China’s over-the-counter (OTC) market is growing fast and is expected to be the largest OTC market in the world within the next decade. In 2000, revenues from OTC sales in China reached RMB 12 billion (US$1.5 billion) and by 2005 this figure is expected to reach RMB 60 billion (US$7.3 billion). Experts project an annual expansion of the OTC market in China by 30% per year over the next five years.
Vice Chairman of the China OTC Association, Hu Shengyu, believes that the Chinese government’s policies with regards to OTC drug sales have contributed greatly to the growth of the country’s OTC market. The State Drug Administration (SDA) created a classification system in 1999 to differentiate between prescription and OTC drugs.

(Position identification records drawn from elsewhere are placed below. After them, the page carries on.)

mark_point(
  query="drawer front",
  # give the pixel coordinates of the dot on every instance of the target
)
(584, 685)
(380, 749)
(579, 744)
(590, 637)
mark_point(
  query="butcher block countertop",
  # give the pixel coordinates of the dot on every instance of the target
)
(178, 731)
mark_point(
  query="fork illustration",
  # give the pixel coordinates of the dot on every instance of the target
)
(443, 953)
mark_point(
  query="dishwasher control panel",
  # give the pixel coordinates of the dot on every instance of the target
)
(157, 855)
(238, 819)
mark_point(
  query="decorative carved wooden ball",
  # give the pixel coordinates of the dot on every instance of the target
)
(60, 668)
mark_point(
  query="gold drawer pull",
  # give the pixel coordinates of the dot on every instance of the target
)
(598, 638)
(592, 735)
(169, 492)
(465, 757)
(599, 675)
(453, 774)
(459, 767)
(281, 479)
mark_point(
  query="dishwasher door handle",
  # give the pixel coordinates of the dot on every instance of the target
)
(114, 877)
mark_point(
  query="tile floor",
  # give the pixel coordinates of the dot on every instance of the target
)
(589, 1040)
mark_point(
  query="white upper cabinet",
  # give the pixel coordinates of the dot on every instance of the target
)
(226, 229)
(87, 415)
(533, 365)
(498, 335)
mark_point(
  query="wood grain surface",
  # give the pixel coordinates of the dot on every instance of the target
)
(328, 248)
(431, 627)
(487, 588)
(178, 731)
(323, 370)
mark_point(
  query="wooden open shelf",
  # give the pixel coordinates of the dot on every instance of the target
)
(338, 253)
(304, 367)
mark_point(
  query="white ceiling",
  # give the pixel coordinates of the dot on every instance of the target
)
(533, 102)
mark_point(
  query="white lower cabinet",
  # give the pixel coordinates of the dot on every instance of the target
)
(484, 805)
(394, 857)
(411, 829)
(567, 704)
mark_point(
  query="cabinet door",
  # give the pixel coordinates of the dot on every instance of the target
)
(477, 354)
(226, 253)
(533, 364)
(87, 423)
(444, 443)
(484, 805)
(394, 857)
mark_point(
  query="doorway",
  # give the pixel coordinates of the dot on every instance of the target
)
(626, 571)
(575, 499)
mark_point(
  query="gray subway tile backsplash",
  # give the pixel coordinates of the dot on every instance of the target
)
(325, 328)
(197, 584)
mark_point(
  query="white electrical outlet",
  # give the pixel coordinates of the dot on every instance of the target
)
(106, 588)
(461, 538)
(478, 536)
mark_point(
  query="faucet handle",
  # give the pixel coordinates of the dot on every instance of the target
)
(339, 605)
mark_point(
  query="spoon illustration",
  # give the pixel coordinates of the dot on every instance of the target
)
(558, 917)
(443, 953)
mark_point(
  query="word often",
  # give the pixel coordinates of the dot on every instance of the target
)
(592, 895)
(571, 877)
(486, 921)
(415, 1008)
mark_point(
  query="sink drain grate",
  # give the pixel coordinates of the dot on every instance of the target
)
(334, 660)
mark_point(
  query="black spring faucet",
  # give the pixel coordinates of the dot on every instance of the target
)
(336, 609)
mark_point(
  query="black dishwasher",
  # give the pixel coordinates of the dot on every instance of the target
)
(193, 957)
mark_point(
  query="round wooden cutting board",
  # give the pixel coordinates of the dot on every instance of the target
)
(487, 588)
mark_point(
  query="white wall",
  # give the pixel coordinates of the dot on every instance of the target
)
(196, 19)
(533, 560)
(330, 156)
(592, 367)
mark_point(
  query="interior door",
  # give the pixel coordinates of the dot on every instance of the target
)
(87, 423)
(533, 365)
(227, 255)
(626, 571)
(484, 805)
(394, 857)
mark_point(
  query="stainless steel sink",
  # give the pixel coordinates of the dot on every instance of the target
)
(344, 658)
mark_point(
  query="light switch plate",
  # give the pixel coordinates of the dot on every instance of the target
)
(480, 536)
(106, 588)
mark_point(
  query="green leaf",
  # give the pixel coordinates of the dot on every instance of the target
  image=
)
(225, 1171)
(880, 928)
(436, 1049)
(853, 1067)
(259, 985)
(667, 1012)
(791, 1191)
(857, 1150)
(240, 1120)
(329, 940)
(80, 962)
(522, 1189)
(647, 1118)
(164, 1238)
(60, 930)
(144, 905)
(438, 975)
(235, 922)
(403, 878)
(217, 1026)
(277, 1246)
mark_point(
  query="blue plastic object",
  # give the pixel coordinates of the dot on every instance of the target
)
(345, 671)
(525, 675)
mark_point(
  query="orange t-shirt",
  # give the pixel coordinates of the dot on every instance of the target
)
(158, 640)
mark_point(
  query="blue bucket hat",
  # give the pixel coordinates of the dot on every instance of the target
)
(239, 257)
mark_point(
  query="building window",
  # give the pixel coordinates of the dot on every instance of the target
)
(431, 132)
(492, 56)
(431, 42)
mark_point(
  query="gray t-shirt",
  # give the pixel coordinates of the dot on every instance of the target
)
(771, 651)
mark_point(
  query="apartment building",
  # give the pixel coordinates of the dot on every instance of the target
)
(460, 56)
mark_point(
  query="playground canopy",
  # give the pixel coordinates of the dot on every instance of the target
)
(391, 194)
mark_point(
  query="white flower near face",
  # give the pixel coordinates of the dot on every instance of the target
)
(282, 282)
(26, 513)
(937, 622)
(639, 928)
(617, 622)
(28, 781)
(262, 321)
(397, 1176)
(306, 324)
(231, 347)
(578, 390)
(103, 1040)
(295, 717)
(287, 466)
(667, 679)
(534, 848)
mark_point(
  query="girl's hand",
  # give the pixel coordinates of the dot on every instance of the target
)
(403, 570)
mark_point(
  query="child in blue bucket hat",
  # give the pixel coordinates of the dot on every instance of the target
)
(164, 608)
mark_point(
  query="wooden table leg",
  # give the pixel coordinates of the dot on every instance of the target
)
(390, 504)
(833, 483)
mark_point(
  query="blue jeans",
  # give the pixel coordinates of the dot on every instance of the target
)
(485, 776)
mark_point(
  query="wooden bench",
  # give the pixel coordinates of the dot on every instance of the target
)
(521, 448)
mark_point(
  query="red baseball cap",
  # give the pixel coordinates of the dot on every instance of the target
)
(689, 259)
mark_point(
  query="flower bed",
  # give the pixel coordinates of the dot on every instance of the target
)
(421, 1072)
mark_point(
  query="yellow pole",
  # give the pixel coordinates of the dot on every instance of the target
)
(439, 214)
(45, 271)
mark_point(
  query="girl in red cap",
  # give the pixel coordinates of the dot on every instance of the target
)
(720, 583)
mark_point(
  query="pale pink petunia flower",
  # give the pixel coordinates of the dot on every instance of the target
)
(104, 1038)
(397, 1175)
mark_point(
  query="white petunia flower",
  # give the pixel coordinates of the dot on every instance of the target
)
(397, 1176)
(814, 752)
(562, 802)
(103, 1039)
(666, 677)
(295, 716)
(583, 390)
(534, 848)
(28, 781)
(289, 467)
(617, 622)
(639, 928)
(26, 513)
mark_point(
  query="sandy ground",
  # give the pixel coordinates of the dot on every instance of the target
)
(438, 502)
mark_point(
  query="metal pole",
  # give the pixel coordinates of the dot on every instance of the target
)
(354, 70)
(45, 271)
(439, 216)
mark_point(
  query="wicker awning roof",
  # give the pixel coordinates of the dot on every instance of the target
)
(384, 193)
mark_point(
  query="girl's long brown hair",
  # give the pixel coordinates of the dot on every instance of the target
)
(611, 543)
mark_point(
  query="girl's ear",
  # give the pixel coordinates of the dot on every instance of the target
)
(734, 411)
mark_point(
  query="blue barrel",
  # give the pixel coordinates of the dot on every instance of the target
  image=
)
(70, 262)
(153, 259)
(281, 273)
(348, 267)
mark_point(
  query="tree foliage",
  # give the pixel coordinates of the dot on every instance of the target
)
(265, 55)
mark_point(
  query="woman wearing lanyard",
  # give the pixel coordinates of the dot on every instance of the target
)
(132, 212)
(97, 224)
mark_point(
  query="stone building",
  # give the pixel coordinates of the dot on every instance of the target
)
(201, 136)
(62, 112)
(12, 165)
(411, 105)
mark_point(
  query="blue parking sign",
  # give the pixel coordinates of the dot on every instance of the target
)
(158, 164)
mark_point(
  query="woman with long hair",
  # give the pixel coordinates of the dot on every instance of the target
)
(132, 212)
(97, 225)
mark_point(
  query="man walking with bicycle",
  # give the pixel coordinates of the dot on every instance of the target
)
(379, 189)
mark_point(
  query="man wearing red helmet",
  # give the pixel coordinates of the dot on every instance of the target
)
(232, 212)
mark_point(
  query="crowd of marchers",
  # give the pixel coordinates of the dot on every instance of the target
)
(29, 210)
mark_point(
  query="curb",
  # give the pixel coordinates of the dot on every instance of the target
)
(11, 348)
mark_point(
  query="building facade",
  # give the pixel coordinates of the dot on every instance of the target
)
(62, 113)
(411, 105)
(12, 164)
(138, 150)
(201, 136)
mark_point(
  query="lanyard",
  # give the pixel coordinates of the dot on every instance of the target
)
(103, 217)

Vice Chairman Hu also states that the OTC market will continue to grow due to the following factors: 1) China’s immense population as well as growing aging population requiring more OTC drugs, 2) increased disposable income leading to more people able to afford OTC medication, and 3) changes in the healthcare system encouraging patients to buy more OTC drugs rather then utilizing hospital services (patients are now responsible for a percentage of healthcare costs, previously, employers shouldered the full burden of medical costs).
According to China’s WTO entry agreements, starting from January 1, 2003, foreign investment in wholesaling and retailing of drugs will be allowed. Until that time, foreign companies that do not manufacture in China must form joint ventures with local companies in order to distribute into these markets.